Для гостей в большой столовой слуги сервировали открытые фруктовые буфеты с конфектами и шампанским. Туалеты дам показались Бартеневу чрезвычайно изящными: почти все открытые, они дополнялись бутонами живых или искусственных цветов. Девицы были в платьях светлых тонов, незамысловатых причёсках, простых украшениях, а замужние разрядились в драгоценности и богатые ткани. Шёлковые перчатки дам поднимались выше локтя, кавалеры в штатском носили лайковые, а ему Корвин-Коссаковский велел надеть замшевые и иметь с собой запасную пару. Людей в мундирах, полагающихся их должности, было много, военные пришли полковом обмундировании, и Бартенев окончательно успокоился: он совсем не выделялся из толпы.

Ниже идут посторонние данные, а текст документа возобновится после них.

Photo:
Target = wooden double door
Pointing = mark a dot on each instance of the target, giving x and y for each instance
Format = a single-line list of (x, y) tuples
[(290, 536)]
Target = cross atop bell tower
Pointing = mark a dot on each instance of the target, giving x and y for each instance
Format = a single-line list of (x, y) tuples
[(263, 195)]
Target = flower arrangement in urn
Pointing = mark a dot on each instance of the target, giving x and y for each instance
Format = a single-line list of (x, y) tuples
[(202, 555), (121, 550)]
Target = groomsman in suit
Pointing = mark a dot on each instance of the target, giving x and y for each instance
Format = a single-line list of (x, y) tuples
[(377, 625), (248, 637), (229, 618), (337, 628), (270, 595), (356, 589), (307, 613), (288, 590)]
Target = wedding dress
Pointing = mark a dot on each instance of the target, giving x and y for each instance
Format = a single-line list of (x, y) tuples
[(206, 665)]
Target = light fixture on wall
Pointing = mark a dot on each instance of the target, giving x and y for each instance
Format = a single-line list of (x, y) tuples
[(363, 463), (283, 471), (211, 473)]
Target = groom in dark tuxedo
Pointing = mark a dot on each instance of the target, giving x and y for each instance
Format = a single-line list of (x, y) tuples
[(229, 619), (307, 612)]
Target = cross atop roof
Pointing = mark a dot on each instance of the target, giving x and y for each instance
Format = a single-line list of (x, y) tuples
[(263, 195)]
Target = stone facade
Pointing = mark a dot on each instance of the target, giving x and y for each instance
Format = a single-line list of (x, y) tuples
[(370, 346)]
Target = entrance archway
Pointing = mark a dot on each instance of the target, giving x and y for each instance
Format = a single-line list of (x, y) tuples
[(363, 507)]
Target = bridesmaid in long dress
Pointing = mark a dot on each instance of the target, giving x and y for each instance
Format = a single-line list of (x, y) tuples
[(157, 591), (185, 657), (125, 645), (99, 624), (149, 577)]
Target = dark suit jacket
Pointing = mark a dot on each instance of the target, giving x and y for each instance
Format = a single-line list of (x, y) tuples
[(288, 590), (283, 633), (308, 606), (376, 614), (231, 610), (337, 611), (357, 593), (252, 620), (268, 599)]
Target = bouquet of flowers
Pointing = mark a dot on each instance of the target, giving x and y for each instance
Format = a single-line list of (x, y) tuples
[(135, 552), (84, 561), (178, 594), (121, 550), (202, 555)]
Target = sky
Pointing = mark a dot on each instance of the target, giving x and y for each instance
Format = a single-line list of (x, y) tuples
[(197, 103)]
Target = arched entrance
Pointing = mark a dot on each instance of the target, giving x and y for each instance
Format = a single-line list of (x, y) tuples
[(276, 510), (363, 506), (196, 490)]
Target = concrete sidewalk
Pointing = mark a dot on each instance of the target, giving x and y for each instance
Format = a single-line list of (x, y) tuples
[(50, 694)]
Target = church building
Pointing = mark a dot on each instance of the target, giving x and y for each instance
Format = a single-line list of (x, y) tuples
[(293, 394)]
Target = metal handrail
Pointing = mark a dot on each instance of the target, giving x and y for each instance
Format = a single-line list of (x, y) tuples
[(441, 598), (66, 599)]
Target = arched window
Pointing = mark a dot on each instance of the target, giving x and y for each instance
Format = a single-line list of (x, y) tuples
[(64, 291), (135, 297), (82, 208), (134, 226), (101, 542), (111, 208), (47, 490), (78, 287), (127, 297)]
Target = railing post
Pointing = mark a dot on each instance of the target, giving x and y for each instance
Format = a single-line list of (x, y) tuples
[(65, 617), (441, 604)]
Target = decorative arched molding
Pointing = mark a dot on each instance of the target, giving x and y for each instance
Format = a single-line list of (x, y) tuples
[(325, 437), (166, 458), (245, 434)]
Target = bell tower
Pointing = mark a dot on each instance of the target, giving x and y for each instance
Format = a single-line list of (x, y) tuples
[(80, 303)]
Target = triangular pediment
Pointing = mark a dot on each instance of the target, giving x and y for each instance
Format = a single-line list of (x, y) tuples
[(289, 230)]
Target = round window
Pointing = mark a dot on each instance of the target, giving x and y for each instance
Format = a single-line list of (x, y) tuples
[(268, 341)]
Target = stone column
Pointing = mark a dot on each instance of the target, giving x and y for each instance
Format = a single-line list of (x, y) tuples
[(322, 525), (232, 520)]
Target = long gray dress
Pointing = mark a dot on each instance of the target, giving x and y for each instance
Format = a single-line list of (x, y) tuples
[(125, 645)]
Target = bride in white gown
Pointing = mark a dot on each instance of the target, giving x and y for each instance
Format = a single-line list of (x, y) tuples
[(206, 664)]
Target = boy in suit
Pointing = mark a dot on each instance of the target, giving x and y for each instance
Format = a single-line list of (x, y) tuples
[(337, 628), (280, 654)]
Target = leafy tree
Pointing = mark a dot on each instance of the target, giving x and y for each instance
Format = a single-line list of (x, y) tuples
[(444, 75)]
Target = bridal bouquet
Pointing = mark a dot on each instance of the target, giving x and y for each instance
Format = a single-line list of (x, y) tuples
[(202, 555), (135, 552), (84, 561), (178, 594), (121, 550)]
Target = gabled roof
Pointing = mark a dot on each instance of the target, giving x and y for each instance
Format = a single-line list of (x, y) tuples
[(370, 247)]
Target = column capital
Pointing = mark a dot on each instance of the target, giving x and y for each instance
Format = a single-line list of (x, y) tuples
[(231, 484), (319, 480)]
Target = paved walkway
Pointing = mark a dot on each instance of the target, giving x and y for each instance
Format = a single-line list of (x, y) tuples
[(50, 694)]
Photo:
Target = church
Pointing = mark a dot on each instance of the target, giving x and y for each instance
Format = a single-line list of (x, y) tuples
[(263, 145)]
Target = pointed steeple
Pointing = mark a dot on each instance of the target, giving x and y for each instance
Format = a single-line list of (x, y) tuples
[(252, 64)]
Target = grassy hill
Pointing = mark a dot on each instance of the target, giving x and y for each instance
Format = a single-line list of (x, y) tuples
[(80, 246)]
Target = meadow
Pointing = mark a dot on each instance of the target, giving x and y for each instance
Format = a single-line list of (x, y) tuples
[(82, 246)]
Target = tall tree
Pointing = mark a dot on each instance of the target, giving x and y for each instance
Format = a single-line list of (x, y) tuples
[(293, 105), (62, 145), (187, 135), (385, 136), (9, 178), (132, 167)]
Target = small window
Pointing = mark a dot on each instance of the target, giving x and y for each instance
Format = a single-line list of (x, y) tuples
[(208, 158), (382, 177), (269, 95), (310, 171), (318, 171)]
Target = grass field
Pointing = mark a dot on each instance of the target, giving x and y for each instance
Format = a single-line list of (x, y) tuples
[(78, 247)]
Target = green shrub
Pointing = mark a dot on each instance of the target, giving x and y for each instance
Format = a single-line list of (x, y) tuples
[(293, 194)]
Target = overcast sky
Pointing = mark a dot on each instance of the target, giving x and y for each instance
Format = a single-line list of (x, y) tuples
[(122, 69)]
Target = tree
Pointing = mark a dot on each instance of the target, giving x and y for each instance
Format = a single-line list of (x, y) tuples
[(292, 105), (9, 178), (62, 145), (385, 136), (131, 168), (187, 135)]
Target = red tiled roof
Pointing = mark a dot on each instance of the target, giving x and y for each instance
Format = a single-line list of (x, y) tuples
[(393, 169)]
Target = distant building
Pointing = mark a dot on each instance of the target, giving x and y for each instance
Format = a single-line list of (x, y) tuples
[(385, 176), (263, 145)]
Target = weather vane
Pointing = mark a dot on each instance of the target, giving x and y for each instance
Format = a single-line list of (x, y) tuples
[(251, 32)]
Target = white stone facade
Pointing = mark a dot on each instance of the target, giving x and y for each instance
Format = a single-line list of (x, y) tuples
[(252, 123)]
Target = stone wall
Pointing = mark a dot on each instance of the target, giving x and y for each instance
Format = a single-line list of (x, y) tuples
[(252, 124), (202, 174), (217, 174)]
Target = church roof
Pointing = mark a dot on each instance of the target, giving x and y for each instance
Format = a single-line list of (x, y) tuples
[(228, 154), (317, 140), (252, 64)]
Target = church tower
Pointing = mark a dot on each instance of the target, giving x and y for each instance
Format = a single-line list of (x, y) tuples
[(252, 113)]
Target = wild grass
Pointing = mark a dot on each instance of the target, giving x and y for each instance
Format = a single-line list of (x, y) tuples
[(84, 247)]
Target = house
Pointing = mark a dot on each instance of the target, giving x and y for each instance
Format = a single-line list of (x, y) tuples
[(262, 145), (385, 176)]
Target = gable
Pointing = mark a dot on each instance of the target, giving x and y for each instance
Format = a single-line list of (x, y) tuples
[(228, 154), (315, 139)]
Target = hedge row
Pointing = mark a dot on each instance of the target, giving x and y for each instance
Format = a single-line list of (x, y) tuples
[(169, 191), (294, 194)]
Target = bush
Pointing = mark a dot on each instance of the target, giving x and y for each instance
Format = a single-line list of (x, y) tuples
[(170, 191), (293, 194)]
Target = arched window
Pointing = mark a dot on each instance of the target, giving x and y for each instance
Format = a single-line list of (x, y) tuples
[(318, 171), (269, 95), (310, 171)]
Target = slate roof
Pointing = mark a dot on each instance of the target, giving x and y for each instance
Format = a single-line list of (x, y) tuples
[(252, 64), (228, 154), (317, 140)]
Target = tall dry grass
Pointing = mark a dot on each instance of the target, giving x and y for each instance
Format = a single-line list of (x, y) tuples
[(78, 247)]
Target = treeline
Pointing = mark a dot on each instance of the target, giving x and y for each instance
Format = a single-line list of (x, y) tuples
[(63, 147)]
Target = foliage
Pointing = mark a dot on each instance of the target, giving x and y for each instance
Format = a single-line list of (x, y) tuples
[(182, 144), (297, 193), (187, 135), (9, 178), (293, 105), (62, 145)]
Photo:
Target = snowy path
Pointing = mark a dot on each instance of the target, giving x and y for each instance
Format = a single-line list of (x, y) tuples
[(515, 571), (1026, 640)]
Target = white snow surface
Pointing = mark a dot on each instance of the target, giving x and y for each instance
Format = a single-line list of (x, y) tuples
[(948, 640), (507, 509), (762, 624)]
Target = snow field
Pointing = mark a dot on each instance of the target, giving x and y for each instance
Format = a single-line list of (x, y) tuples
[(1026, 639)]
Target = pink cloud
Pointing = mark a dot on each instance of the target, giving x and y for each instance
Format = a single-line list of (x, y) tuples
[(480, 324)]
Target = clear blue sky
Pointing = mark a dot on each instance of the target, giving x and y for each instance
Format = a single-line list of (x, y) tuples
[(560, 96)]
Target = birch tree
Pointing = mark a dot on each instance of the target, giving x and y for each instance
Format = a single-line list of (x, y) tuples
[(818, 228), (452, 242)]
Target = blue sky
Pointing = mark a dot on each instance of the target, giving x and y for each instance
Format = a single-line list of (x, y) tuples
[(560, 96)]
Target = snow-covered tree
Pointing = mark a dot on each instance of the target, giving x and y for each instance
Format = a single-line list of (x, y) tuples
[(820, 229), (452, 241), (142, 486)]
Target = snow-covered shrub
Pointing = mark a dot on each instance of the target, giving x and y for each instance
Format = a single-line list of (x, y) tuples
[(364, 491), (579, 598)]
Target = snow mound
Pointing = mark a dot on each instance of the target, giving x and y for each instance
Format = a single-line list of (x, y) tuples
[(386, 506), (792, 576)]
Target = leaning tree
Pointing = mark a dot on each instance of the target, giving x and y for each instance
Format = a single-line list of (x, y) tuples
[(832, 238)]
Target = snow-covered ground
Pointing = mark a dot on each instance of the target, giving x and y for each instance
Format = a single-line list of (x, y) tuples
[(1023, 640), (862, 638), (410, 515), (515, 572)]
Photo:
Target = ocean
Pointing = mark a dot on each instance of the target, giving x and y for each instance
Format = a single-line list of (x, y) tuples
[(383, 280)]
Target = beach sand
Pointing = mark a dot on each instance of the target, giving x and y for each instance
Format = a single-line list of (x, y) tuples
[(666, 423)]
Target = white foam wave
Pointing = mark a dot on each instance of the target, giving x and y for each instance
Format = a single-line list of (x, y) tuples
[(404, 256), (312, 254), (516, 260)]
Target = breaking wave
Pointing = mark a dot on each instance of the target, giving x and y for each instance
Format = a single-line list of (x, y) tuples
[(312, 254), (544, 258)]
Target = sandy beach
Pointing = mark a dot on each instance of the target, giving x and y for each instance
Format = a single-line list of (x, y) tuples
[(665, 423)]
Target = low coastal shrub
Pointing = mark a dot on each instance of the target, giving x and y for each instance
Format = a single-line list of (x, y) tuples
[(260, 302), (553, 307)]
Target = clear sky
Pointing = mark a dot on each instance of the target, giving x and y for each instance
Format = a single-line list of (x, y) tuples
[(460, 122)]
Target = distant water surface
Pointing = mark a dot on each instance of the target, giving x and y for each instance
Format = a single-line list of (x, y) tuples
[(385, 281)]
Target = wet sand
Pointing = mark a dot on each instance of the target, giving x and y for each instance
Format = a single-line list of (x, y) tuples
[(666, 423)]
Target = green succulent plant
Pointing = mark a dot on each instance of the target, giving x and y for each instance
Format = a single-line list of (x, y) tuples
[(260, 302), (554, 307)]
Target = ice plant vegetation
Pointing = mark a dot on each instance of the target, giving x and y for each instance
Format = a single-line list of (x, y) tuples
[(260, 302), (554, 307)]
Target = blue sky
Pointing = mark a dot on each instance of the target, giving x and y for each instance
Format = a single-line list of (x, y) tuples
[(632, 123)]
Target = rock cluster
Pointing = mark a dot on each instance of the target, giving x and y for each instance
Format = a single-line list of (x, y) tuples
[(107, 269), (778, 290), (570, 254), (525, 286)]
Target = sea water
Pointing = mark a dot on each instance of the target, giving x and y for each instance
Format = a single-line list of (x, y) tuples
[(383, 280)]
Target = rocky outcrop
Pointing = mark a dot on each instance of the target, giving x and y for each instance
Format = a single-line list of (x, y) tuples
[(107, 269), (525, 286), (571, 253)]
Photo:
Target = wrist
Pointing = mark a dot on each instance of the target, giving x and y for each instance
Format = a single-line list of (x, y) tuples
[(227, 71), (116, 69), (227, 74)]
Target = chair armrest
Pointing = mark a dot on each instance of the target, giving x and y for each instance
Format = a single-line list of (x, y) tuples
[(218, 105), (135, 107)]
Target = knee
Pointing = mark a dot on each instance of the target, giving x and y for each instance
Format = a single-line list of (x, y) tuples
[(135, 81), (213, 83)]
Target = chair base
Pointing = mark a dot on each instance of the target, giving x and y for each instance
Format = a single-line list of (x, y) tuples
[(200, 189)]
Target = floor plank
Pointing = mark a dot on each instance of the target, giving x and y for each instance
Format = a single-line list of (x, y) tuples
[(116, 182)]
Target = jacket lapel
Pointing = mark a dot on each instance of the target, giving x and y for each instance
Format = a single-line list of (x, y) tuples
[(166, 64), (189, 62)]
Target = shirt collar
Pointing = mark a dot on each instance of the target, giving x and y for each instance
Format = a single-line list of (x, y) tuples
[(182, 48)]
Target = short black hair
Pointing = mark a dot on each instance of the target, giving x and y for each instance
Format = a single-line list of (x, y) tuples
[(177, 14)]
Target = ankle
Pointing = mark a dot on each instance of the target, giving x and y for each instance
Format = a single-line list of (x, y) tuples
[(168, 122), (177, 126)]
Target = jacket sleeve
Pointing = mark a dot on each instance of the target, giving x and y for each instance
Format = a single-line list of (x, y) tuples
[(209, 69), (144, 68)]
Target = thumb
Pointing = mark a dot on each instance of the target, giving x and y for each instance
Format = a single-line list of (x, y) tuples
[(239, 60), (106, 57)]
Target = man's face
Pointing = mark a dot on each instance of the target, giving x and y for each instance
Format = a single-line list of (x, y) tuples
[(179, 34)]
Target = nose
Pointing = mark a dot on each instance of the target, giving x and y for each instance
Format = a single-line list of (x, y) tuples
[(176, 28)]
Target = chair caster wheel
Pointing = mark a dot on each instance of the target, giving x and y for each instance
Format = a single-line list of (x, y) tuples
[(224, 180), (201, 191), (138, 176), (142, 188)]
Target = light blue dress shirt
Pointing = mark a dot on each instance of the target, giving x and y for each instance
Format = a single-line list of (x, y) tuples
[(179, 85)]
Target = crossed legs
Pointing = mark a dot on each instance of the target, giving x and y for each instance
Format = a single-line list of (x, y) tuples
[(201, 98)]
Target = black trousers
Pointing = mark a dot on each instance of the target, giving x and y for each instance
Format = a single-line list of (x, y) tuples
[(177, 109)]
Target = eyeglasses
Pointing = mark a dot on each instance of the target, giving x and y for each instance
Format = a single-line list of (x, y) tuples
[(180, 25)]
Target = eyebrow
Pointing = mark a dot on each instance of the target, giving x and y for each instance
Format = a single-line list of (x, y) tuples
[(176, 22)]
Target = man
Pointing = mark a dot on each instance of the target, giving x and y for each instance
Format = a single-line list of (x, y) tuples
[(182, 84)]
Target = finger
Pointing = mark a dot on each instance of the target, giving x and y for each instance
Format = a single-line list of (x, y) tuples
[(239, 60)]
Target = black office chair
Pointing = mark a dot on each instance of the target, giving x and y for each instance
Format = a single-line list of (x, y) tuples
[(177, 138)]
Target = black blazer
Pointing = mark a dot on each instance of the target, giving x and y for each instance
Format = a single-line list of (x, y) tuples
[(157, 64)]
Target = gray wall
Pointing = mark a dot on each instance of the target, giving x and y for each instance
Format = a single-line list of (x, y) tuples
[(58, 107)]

Они договорились, что, когда появятся родственники Корвин-Коссаковского, Арсений представит его князю Палецкому, он описал Порфирию девиц, но, тем не менее, когда они появились в зале, генерал снова растерялся. Сестра друга, княгиня Палецкая, была приятной особой лет сорока, темноволосой и стройной, но глаза ее, темно-синие и холодные, не походили на глаза брата. Рядом с ней была красивая темноволосая девица с такими же синими глазами. Князь Палецкий оказался рослым мужчиной лет пятидесяти с тонкими кавалерийскими усами. Он вёл ещё двух девушек - в розовато-белых платьях похожих на сусальных ангелов: с одинаково белокурыми волосами, кукольно-красивыми лицами и голубыми глазами. Бартеневу их представили как девиц Черевиных, и он понял, что именно за ними ему и надлежит наблюдать. Он склонил голову в поклоне, и тут слева подошёл полный курчавый человек лет пятидесяти с большим носом и старомодными бакенбардами, оказавшийся князем Любомирским. Девицы Черевины тут же бросились к двум девушкам, которых Бартенев сначала не разглядел за широкой спиной отца.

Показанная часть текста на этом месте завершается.